A software glitch led to two inadvertent alarms, the second of which awoke the two NASA astronauts and prompted NASA ISS flight controllers to call off the overnight airlock test, NASA said.

“They were worried about us getting a good night’s sleep,” McArthur said.

NASA officials said Wednesday that the three primary goals of the airlock campout were met, despite the abbreviated test. Those goals included checking the performance of an atmosphere-watching device called a mass constituency analyzer during a rapid sampling phase as the airlock depressurized, an auto-sequence mode to check the environments of multiple ISS modules – including the Quest airlock – and the collection of data on the actual campout process itself.

Flight controllers are now looking through that data to determine whether another campout test will be required before the process is used in earnest during NASA’s upcoming STS-115 shuttle mission – slated to fly no earlier than late August – to install new solar arrays outside the station, the space agency said.

Robotic arm training
The Expedition 12 and Expedition 13 astronauts spent part of Wednesday training with the space station’s robotic arm, while Tokarev used the day to pack the Soyuz TMA-7 spacecraft that will return him, McArthur and Pontes to Earth.

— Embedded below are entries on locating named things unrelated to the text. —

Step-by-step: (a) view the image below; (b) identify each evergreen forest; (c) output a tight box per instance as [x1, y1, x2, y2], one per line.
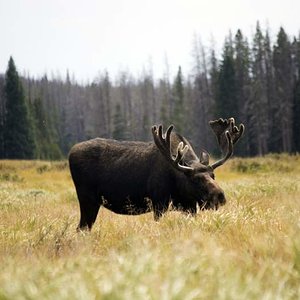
[0, 23, 300, 160]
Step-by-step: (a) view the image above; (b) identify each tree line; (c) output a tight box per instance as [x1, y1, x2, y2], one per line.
[0, 23, 300, 160]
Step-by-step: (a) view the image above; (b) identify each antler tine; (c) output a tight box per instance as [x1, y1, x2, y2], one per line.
[152, 125, 193, 171]
[211, 130, 233, 169]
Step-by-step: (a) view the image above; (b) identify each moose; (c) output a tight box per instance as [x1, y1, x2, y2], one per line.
[69, 118, 244, 230]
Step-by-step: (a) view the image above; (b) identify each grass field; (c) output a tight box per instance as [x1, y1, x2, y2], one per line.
[0, 155, 300, 300]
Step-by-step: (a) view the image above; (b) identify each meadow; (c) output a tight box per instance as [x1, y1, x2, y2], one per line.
[0, 154, 300, 300]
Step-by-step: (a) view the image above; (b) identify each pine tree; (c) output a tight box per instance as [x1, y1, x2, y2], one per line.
[273, 27, 293, 152]
[216, 39, 238, 118]
[113, 103, 127, 140]
[172, 66, 185, 133]
[3, 57, 35, 159]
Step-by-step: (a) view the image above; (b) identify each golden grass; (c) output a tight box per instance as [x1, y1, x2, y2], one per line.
[0, 155, 300, 299]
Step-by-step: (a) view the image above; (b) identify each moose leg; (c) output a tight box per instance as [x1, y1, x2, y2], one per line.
[76, 187, 101, 230]
[152, 201, 168, 221]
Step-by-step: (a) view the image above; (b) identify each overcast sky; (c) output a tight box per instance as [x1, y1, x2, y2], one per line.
[0, 0, 300, 81]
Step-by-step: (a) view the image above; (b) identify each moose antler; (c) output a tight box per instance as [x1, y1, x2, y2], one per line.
[209, 118, 245, 169]
[152, 125, 193, 172]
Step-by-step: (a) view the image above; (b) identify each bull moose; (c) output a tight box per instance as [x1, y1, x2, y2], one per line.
[69, 118, 244, 230]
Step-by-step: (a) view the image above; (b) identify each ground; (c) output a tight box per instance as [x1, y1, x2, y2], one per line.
[0, 155, 300, 300]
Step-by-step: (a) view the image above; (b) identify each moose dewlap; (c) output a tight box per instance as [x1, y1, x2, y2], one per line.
[69, 118, 244, 229]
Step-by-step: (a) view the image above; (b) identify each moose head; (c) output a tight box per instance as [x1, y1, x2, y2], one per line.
[152, 118, 245, 211]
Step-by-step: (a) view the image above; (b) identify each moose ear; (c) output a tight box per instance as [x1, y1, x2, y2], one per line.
[200, 149, 210, 166]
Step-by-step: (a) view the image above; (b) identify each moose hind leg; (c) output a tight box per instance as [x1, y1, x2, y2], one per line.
[76, 187, 101, 230]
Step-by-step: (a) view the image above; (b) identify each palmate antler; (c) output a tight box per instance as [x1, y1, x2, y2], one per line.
[209, 118, 245, 169]
[152, 125, 193, 172]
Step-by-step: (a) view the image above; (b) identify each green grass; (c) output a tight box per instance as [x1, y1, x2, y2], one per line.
[0, 155, 300, 300]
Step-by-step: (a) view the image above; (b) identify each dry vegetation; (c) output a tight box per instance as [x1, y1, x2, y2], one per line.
[0, 155, 300, 300]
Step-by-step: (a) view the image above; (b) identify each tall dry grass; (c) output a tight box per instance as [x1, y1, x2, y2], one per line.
[0, 155, 300, 299]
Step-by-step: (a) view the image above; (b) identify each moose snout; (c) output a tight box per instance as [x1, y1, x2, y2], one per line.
[210, 190, 226, 209]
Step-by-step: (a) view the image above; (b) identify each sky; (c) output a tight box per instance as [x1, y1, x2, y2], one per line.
[0, 0, 300, 82]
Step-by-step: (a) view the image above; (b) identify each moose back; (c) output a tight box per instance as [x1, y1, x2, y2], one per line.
[69, 118, 244, 229]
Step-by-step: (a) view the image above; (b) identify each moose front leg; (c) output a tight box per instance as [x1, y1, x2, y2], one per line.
[152, 198, 169, 221]
[172, 200, 197, 216]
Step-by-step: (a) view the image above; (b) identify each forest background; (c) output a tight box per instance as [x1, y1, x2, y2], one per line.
[0, 23, 300, 160]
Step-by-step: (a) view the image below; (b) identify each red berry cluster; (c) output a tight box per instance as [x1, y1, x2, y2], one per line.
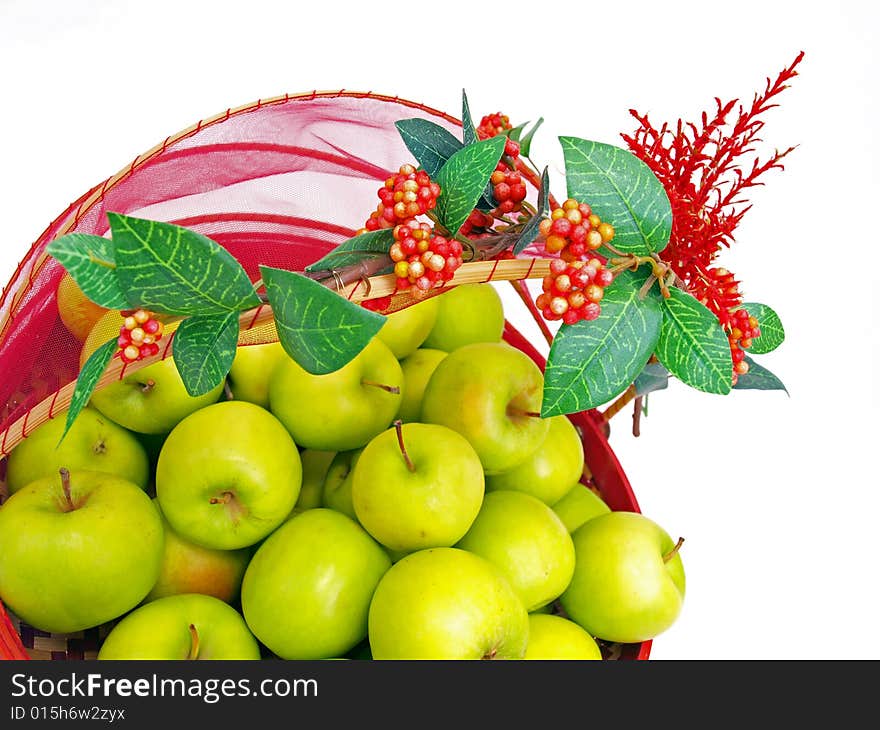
[116, 309, 162, 363]
[388, 220, 462, 297]
[535, 198, 614, 324]
[364, 165, 440, 231]
[535, 258, 613, 324]
[489, 169, 526, 215]
[477, 112, 513, 139]
[727, 309, 761, 385]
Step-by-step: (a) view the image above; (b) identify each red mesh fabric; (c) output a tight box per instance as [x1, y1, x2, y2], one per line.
[0, 92, 458, 446]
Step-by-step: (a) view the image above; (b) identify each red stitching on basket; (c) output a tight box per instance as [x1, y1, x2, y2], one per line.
[49, 390, 61, 421]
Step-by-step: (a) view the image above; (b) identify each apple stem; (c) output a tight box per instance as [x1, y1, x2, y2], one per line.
[663, 537, 684, 563]
[361, 380, 400, 395]
[394, 418, 416, 471]
[58, 466, 76, 512]
[186, 624, 199, 659]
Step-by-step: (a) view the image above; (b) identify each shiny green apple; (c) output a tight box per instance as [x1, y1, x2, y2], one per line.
[351, 423, 484, 552]
[269, 337, 403, 451]
[144, 498, 251, 603]
[376, 296, 439, 360]
[321, 448, 363, 520]
[98, 593, 260, 661]
[227, 342, 284, 408]
[456, 490, 575, 611]
[369, 548, 529, 659]
[486, 415, 584, 505]
[523, 613, 602, 660]
[422, 340, 550, 476]
[553, 484, 611, 532]
[421, 283, 504, 352]
[156, 400, 302, 550]
[559, 511, 685, 644]
[241, 507, 391, 659]
[6, 408, 150, 494]
[397, 347, 449, 423]
[0, 471, 164, 633]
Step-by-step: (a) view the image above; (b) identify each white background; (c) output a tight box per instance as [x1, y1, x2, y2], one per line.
[0, 0, 880, 659]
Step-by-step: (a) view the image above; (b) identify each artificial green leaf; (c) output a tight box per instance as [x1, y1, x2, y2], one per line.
[541, 271, 663, 418]
[513, 167, 550, 254]
[46, 233, 130, 309]
[519, 117, 544, 157]
[559, 137, 672, 256]
[306, 228, 394, 273]
[107, 213, 260, 315]
[635, 362, 669, 397]
[742, 302, 785, 355]
[657, 287, 733, 395]
[260, 266, 385, 375]
[394, 119, 464, 180]
[434, 135, 507, 235]
[174, 312, 238, 397]
[58, 337, 119, 444]
[461, 89, 477, 145]
[733, 356, 790, 395]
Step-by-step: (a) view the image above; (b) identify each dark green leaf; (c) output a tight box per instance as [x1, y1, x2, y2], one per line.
[58, 337, 119, 444]
[519, 117, 544, 157]
[635, 362, 669, 399]
[559, 137, 672, 256]
[541, 271, 663, 418]
[107, 213, 260, 315]
[435, 135, 507, 235]
[742, 302, 785, 355]
[260, 266, 385, 375]
[733, 356, 790, 395]
[174, 312, 238, 397]
[46, 233, 130, 309]
[657, 287, 733, 395]
[306, 228, 394, 273]
[394, 119, 464, 180]
[513, 167, 550, 254]
[461, 89, 477, 145]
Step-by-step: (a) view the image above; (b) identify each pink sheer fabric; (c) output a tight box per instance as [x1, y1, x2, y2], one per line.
[0, 92, 460, 444]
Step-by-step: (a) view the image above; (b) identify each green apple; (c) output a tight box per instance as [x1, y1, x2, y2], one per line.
[553, 484, 611, 532]
[321, 448, 363, 520]
[144, 498, 251, 603]
[397, 346, 449, 423]
[294, 449, 336, 512]
[241, 508, 391, 659]
[376, 296, 439, 360]
[80, 310, 223, 433]
[559, 511, 685, 644]
[269, 337, 403, 451]
[456, 490, 575, 611]
[6, 408, 150, 494]
[523, 613, 602, 660]
[156, 400, 302, 550]
[369, 548, 529, 659]
[422, 283, 504, 352]
[486, 415, 584, 505]
[422, 340, 550, 476]
[98, 593, 260, 661]
[0, 471, 164, 633]
[351, 423, 484, 552]
[227, 342, 284, 408]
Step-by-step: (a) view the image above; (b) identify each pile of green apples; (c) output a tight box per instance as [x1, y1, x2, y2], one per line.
[0, 284, 685, 660]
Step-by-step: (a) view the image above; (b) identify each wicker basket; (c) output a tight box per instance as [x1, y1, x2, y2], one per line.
[0, 91, 651, 659]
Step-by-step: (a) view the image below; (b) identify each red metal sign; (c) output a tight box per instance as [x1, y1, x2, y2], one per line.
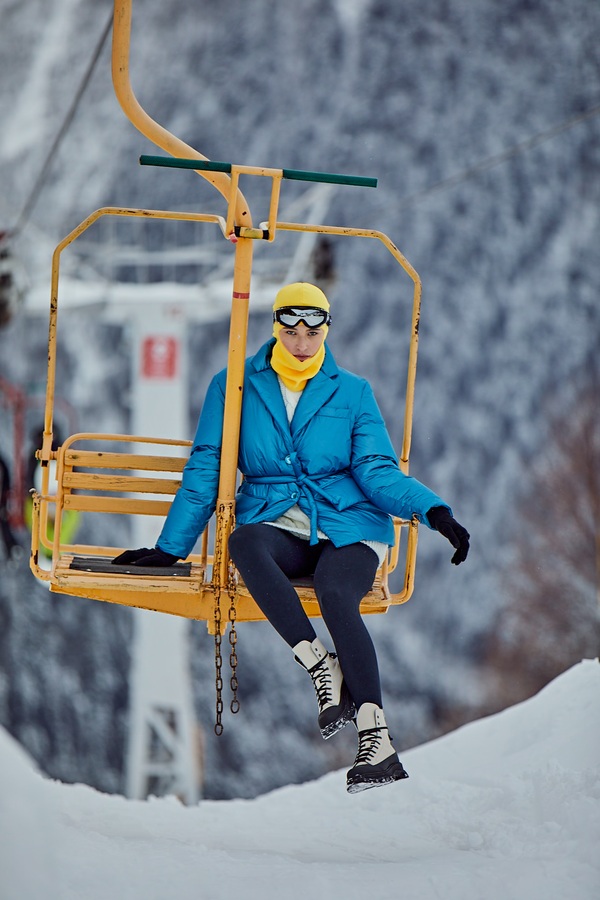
[142, 337, 179, 378]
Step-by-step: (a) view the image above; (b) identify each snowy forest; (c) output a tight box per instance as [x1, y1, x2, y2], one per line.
[0, 0, 600, 799]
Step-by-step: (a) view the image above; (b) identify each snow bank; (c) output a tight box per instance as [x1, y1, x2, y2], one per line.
[0, 660, 600, 900]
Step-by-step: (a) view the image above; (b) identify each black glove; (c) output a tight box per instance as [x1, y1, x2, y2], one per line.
[112, 547, 179, 568]
[427, 506, 471, 566]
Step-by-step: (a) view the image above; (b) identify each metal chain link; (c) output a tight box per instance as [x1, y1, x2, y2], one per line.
[214, 589, 223, 737]
[213, 520, 223, 737]
[213, 502, 240, 736]
[227, 564, 240, 715]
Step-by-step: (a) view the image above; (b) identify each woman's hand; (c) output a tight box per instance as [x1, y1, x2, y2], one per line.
[427, 506, 471, 566]
[112, 547, 179, 568]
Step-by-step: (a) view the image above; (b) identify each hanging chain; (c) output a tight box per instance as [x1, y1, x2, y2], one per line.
[213, 509, 240, 736]
[227, 563, 240, 715]
[215, 588, 223, 736]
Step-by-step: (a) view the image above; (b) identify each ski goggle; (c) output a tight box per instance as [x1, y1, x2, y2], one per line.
[273, 306, 331, 328]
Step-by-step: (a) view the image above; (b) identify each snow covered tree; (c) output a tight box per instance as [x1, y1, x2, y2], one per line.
[486, 362, 600, 706]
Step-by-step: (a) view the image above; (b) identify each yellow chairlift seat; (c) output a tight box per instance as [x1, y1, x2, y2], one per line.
[32, 433, 414, 632]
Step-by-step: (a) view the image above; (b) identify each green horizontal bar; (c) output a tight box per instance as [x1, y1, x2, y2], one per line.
[282, 169, 377, 187]
[140, 156, 377, 187]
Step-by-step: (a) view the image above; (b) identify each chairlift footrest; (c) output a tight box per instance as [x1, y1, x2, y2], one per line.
[69, 556, 192, 578]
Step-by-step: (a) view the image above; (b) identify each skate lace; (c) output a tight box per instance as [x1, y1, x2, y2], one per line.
[354, 728, 386, 766]
[310, 653, 335, 712]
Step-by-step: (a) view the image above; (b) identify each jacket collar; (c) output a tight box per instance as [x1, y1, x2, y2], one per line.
[248, 338, 339, 440]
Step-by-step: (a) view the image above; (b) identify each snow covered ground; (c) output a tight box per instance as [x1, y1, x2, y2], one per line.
[0, 660, 600, 900]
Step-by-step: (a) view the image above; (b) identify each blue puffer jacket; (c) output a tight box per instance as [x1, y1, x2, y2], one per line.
[157, 339, 447, 558]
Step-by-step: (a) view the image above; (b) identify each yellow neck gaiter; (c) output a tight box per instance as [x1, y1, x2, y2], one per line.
[271, 322, 327, 391]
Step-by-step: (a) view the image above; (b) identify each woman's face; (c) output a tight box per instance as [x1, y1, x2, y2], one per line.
[279, 322, 325, 362]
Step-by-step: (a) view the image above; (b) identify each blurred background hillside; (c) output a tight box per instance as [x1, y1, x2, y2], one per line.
[0, 0, 600, 797]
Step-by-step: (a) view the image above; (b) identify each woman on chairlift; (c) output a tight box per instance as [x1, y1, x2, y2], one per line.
[114, 282, 469, 793]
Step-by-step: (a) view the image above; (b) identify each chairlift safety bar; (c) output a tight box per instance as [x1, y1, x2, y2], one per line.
[140, 155, 377, 188]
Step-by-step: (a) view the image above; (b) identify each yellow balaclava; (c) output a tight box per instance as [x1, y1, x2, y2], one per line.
[271, 281, 329, 391]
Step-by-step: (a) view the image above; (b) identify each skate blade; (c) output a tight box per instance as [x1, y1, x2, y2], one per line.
[346, 769, 408, 794]
[321, 709, 355, 741]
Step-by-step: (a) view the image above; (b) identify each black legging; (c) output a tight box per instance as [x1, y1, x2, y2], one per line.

Earlier, McArthur and Tokarev tested the satellite phone they will use after landing Saturday on the steppes of Kazakhstan in Central Asia. The two astronauts are also familiarizing their Expedition 13 counterparts with the location of items in the space station’s numerous compartments.

“Jeff and Pavel are definitely ready to take over,” McArthur said of the Expedition 13 crew, which is beginning its own six-month mission.

As the joint space station crews continue their handover activities, Pontes – Brazil’s first astronaut – is engaged in a full schedule of science experiments and video conferences.

Pontes, who carried Brazil’s national flag, stamps, coins and other objects from his native country into orbit, was expected to speak with Brazilian President Luiz Inácio Lula da Silva today via a space-to-ground video link, according to the Brazilian Space Agency. He is also expected to speak to a group of 250 children and Brazilian journalists during a pair of planned video conferences later this week, officials said.

Pontes is spending 10 days in space — eight of them aboard the ISS — and will return to Earth with the Expedition 12 crew at 7:46 p.m. EST (2346 GMT) on April 8.